What are the responsibilities and job description for the Security Operations Center Analyst position at IPolarity?
Job Title: Senior SOC Analyst (L3)
Location: Denver, CO (Hybrid) – Remote is a possibility for USC/GC
Duration: Contract - 12 Months
Project-Specific Prerequisite Skills:
• Rapid7 InsightIDR (XDR SIEM)
• Rapid7 InsightConnect (SOAR)
Key Responsibilities:
• Incident Detection & Response: Lead incident response activities, ensuring quick detection,
analysis, and resolution of security incidents. Provide hands-on support to the SOC team during
high-priority events.
• SIEM & SOAR Management: Manage and configure Rapid7 InsightIDR and InsightConnect,
including log source integration, custom parser development, and optimization of correlation
rules and use cases.
• Threat Analysis: Conduct in-depth analysis of security events to identify successful intrusions
and compromises. Differentiate false positives from genuine threats to minimize incident noise.

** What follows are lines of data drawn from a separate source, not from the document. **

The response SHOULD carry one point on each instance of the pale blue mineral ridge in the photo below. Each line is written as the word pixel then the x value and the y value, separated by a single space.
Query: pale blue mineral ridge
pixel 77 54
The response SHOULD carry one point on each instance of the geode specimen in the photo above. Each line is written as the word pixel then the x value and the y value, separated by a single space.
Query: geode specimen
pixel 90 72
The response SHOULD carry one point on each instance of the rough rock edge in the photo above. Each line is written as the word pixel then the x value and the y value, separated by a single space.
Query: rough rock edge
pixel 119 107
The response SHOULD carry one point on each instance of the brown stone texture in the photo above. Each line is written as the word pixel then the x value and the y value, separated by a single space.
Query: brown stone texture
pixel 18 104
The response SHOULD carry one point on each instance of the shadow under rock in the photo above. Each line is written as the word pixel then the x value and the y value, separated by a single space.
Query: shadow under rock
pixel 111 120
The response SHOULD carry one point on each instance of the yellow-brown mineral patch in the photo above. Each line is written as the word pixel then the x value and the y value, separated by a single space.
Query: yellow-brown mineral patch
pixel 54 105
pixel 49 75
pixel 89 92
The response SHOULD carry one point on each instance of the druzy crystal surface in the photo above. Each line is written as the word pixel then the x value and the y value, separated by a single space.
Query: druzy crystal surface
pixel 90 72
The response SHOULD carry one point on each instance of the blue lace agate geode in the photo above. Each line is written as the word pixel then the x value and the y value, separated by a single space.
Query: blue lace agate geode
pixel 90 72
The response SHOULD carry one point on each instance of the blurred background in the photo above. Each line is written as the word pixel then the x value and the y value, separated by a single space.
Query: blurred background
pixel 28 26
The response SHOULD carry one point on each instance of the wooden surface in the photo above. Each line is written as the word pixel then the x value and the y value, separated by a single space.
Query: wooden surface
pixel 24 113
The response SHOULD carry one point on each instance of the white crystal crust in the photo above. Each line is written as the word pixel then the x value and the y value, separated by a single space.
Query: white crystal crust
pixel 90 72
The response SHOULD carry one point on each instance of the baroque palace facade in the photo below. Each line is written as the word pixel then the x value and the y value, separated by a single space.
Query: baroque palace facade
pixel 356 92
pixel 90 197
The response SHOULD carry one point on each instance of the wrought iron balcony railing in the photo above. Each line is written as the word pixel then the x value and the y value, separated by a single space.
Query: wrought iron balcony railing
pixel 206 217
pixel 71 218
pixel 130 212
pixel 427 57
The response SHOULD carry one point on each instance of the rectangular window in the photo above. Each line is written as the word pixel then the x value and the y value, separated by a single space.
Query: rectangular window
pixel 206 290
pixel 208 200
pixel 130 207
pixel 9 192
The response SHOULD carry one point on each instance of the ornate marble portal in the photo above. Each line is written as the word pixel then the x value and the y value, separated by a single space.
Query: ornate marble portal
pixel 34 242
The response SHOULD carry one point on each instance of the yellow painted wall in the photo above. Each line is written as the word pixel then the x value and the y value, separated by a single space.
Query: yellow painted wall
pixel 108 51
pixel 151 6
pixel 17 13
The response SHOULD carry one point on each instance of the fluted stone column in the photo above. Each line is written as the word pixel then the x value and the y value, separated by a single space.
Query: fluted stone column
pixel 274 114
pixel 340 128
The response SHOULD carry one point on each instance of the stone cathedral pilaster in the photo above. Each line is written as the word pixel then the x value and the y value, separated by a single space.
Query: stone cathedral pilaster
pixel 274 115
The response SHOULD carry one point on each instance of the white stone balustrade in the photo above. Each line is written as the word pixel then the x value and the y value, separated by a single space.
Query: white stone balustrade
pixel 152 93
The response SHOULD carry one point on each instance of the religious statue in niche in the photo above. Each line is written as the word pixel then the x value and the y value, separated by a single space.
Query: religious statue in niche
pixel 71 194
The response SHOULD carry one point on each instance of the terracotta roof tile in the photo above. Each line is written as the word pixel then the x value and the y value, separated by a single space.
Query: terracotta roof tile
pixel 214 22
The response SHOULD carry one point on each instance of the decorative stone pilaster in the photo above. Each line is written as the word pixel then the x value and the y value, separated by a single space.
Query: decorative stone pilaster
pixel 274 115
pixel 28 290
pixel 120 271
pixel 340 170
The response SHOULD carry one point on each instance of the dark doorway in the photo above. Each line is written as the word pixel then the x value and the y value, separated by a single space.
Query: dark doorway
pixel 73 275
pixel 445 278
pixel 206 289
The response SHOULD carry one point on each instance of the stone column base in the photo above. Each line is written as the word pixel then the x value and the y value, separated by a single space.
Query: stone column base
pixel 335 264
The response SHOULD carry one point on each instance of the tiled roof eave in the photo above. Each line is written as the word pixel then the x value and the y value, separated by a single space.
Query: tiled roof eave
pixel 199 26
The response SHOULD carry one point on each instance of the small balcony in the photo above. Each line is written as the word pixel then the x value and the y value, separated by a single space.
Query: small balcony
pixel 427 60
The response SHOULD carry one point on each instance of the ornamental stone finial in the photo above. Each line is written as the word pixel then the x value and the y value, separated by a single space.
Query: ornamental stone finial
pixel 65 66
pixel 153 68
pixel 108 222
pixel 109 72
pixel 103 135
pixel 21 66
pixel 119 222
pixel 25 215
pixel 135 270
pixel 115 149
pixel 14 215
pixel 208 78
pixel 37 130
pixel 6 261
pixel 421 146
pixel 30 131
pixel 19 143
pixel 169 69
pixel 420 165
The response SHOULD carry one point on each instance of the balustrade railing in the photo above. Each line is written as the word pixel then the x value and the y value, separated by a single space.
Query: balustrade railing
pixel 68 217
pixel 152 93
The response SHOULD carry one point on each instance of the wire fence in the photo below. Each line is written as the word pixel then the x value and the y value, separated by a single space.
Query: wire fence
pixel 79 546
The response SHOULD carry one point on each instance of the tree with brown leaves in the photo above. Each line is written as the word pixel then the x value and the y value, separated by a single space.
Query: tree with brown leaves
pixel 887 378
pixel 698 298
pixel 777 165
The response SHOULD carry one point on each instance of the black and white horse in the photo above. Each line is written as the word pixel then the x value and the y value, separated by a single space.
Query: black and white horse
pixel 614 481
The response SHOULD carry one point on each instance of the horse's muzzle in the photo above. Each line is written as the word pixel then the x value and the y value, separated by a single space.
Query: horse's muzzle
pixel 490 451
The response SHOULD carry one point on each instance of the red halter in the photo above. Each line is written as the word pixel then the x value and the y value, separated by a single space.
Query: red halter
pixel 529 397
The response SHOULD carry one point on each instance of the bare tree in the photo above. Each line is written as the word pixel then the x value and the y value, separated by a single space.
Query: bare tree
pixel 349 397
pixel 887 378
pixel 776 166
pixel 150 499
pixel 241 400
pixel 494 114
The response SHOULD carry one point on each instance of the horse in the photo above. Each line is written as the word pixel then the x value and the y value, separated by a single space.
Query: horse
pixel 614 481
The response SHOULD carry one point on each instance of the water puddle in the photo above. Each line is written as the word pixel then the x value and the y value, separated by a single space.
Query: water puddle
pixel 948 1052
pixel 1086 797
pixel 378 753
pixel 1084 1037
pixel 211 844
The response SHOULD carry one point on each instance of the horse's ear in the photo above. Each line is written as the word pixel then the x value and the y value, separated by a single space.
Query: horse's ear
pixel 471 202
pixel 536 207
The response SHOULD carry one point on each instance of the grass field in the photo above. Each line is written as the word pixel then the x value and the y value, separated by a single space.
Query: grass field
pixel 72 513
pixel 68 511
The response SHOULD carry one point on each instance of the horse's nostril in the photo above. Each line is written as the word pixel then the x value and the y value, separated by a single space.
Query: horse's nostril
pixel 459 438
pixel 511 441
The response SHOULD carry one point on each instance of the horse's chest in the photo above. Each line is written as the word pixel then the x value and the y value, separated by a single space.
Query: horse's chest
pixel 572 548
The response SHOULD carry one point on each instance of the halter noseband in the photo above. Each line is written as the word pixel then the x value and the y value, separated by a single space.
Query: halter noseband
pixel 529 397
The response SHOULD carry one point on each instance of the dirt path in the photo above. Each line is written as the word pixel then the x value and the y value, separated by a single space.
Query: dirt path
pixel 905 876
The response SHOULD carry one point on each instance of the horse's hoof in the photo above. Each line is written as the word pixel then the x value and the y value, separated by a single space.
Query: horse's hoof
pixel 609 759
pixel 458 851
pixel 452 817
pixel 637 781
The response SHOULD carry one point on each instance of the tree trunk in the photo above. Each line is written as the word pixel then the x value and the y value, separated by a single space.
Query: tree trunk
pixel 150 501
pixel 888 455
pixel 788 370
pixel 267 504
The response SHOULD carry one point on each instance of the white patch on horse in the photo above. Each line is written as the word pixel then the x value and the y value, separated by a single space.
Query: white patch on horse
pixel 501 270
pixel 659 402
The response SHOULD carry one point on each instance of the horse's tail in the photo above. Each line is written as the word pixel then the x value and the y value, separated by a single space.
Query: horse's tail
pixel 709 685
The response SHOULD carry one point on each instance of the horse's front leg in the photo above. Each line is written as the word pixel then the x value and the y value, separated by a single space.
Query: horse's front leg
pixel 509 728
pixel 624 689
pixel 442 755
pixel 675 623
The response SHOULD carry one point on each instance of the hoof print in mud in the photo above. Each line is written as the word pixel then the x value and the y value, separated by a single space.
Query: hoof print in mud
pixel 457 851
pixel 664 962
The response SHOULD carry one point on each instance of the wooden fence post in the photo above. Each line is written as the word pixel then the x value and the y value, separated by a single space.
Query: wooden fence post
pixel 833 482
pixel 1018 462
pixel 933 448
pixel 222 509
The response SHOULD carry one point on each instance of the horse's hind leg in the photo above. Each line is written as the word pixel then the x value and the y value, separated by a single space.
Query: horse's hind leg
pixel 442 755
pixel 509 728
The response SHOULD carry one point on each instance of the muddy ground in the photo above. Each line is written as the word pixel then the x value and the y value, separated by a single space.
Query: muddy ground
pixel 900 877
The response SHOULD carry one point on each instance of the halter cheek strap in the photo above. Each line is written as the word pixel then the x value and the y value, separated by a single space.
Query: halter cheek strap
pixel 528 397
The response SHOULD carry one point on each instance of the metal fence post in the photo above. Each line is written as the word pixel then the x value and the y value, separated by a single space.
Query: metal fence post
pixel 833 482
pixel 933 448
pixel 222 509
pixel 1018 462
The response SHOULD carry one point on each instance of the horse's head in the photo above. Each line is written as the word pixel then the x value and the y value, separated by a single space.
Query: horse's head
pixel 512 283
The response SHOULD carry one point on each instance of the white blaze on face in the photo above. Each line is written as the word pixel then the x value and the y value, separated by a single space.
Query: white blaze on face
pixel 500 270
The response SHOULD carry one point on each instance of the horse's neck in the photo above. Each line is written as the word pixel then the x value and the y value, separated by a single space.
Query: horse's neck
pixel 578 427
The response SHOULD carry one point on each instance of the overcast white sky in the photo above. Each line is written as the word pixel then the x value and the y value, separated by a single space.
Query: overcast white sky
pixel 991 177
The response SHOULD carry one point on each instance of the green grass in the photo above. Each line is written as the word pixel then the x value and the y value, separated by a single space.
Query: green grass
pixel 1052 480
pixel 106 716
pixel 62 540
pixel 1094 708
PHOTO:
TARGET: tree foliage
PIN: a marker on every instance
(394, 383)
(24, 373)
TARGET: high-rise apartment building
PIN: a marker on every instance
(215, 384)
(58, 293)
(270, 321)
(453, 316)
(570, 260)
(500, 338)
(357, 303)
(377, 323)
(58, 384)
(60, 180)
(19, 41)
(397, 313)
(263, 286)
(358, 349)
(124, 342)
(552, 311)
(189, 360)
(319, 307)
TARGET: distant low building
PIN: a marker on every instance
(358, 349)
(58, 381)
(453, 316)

• Automation & Orchestration: Leverage Ansible, Puppet, Python, and PowerShell to automate
repetitive SOC tasks, enhance incident response processes, and improve efficiency.
• Configuration Management: Use Ansible and Puppet to standardize and manage SOC system
configurations across multiple environments.
• Investigation Management: Lead investigations of incidents escalated by Level 1 analysts and
ensure thorough documentation and resolution.
• Quick Mitigation Techniques: Implement interim defensive measures until permanent solutions
can be deployed.
• Security Enhancements: Develop and maintain playbooks in Rapid7 InsightConnect to
orchestrate and streamline SOC operations.
• Gap Analysis & Recommendations: Identify gaps in the security environment and recommend
appropriate measures for risk mitigation.
• Vulnerability Awareness: Stay up to date with the latest vulnerabilities, threat advisories, and
penetration techniques to proactively defend against emerging risks.
Desired Skills:
• 15 years of relevant experience
• Strong experience with Rapid7 InsightIDR and InsightConnect, including advanced
configuration, rule development, and integration.
• Proficiency in automation and scripting tools, including Python, PowerShell, and Bash, to
streamline security operations.
• Hands-on expertise with Ansible and Puppet for configuration management, automation, and
environment standardization.
• Advanced knowledge of SIEM and SOAR tools, with proven experience optimizing detection and response workflows.
• Familiarity with incident response frameworks such as NIST, MITRE ATT&CK, and SANS.
• Strong understanding of firewalls, IDS/IPS, antivirus, EDR, and behavioral analytics tools.
• Experience with API integrations for security toolsets and custom reporting solutions.
• Knowledge of log analysis tools, threat intelligence platforms, and vulnerability scanners.
• Relevant certifications such as GCIH, CEH, CISSP, or certifications related to Rapid7 InsightIDR
(must have), Ansible, or Puppet are highly desirable.
Educational & Professional Qualifications:
• Bachelor’s degree in Computer Science, Cybersecurity, Information Technology, or a related field,
or equivalent professional experience.